Sytuacja na niemieckim rynku mieszkań rzeczywiście jest bardzo poważna i aż woła o interwencję. "Z około 40 mln niemieckich gospodarstw domowych większość - 57 proc. - zajmują mieszkania na wynajem. Ich właścicielami zazwyczaj nie są osoby prywatne, tylko wyspecjalizowane przedsiębiorstwa. W dużych miastach odsetek ten jest jeszcze wyższy i wynosi 73 proc. W ostatnich latach czynsze wyraźnie rosły. W Berlinie ten trend należał do najbardziej gwałtownych" - relacjonuje forsal.pl. W Niemczech są jednak miasta jeszcze droższe pod tym względem, np. Hamburg. Tego rodzaju problemy dotykają każdą metropolię, do której zjeżdżają w celu podjęcia pracy lub nauki ludzie z całego kraju, a nawet z krajów okolicznych. Także w Warszawie, Krakowie czy Poznaniu można zaobserwować początki tego zjawiska.

Procesy te wiążą się również z gentryfikacją, czyli stopniowym przejmowaniem przestrzeni miejskiej przez bogatych inwestorów, co skutkuje deficytem miejsc mieszkalnych dla zwykłych obywateli. Jednym ze źródeł podwyżek czynszu jest właśnie to zjawisko. "W ogólnym zarysie oznacza ono proces przekształcenia danego kwartału miasta (np. dzielnicy) z przestrzeni społecznej w obszar całkowicie skomercjalizowany i podlegający jedynie "rynkowej" kontroli" - informuje portal rozbrat.org. Gdy czynsz rośnie, bezbronni lokatorzy pozostają na lodzie.

"Najbardziej widocznym przejawem procesu gentryfikacji jest wzrost wysokości czynszów, a co za tym idzie liczba eksmisji oraz "dobrowolnych" wyprowadzek. Na miejsce starych lokatorów wprowadzają się ludzie coraz bardziej zamożni, co jeszcze bardziej podbija ceny nieruchomości i zwiększa czynsze itd. Drastycznie zmniejsza się ilość miejsc dostępnych dla wszystkich mieszkańców" - czytamy dalej na stronie poznańskiego ruchu wolnościowego Rozbrat.

Do wzrostu czynszów przyczyniać się mogą także firmy oferujące usługi krótkookresowego wynajmu mieszkań takie jak Airbnb.
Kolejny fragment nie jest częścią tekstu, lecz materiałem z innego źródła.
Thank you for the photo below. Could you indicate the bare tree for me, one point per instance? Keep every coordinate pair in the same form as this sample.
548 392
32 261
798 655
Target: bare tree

Zawłaszczają one dużą część rynku mieszkań, które zostają wyłączone z obiegu mieszkań dostępnych dla osób pragnących na stałe osiąść w danym mieście, bo znacznie bardziej rentowne jest wynajmowanie ich po zawyżonych cenach turystom odwiedzającym duże miasta. "Airbnb postawił na głowie branżę turystyczną, degeneruje tkankę miejską w centrach najbardziej popularnych wśród turystów miast" - krytykuje firmę Krytyka Polityczna.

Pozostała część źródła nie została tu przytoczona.